Most are confused by the massive disconnect about the interpretation of FRB Chief Powell’s comments. The WSJ wrote “Mr. Powell could not have been clearer in his meeting press conference that he thinks inflation remains a problem and the Fed is a long way from done.” The word disinflation, the word that was a catalyst for the advance, is defined as “a moderation of inflationary pressures.”
Bloomberg writes “There is a dangerous game of chicken being played between the markets and the Federal Reserve. The Fed holds all the cards, and it can potentially end disastrously for those not believing the Fed.”
A Dow Jones Newswire headline read “The Fed’s integrity is being fully challenged.”
Another headline read “The Markets thinks the Fed is bluffing.”
The markets firmly believes the Fed will lower interest rates at the June meeting. The Committee has declaratively stated rates are going higher and will remain there until well into 2024.
Who is correct?
The FOMC has stated jobs is a primary determinate of monetary policy. Yesterday’s release of weekly jobless claims indicated continued strength in the labor market as claims are at the lowest level since April.
Today the BLS releases the January labor report. Will it confirm the momentum in the JOLTS data, an indicator that Powell greatly favors?
Analysts are expecting a 190k increase in both non-farm and private sector payrolls, a 3.6% unemployment rate, a 4.3% increase in average hourly earnings, a 34.3-hour work week and a 62.3% labor participation rate.
Some believe the NASDAQ is following January 2001. The NASDAQ surged over 25% from its early January 2001 lows after plunging over 40% in 2000.
The question at hand is whether the performance of the next two months be like that of 2001. Two months later, the NASDAQ was 42% lower from its late January peak.
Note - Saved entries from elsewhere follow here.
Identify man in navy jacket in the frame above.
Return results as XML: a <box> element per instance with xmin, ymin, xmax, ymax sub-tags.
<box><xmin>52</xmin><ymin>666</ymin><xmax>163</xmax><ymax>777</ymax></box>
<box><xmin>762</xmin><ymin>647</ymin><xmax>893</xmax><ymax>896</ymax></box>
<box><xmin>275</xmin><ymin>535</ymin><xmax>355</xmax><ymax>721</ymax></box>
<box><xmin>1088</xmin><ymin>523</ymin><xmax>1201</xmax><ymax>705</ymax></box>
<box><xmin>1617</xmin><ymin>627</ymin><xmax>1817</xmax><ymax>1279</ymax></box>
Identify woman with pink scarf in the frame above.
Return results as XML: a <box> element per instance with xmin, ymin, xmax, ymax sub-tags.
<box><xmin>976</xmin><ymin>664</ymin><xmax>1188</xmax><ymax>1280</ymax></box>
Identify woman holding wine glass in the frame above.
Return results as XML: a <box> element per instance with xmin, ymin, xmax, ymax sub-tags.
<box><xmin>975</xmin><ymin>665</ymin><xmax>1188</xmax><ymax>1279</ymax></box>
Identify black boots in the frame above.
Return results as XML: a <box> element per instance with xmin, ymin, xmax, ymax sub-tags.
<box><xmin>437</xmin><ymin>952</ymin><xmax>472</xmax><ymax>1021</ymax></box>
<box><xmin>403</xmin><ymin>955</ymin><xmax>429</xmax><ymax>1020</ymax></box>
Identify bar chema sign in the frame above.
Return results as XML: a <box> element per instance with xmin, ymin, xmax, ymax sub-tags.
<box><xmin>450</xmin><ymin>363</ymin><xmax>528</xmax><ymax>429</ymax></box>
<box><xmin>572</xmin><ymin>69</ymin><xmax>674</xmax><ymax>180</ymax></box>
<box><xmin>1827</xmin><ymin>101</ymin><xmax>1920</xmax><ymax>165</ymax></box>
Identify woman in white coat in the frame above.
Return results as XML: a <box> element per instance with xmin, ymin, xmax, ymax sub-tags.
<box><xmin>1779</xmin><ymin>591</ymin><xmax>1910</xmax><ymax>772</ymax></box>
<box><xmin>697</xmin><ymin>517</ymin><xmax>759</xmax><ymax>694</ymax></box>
The primary determinates to the answering of this question are perhaps interest rates and earnings. If we are to believe the intended course of the Federal Reserve, the interest rate question is already answered; the Fed Chair said rates will be higher.
And then there are earnings. Bloomberg has commented that earnings season is “underwhelming” and 2023 forecasts are being reduced from an expected increase to now an expected decline.
JP Morgan wrote yesterday “trading orders from the retail army in stocks and exchange traded funds accounted for 23% of the market’s total volume since mid-January, above the previous high of 22% reaching during the 2021 meme mania.” Retail volume on out of the money short dated call options is also “surging,” an ominous bearish indicator.
The Bank further stated, “professional investors are mostly staying on the sidelines until there is greater interest rate and earnings clarity.”
Historically retail options traders are disastrously wrong. It is also generally accepted the retail buyer is typically “late” to the proverbial party.
Will the next two months resemble 2001? The VIX—or a measure of risk and complacency– is at uncomfortably low levels where significant reversals occur. Unfortunately, only history will answer the above question.
After the close, AMZN, GOOG and AAPL posted results. Bloomberg writes “The FOMO rally deflates with disappointments from the three leviathans.” I also ask is the proverbial buy on rumor and sell on fact occurring?
Last night the foreign markets were down. London was up 0.24%, Paris down 0.28% and Frankfurt down 0.64%. China was down 0.68%, Japan up 0.39% and Hang Seng down 1.36%.
Dow and NASDAQ futures are down 0.25% and 1.85%, respectively as the results from the “tech trio” are disappointing and ahead of the jobs data. The 10-year is up 2/32 to yield 3.39%.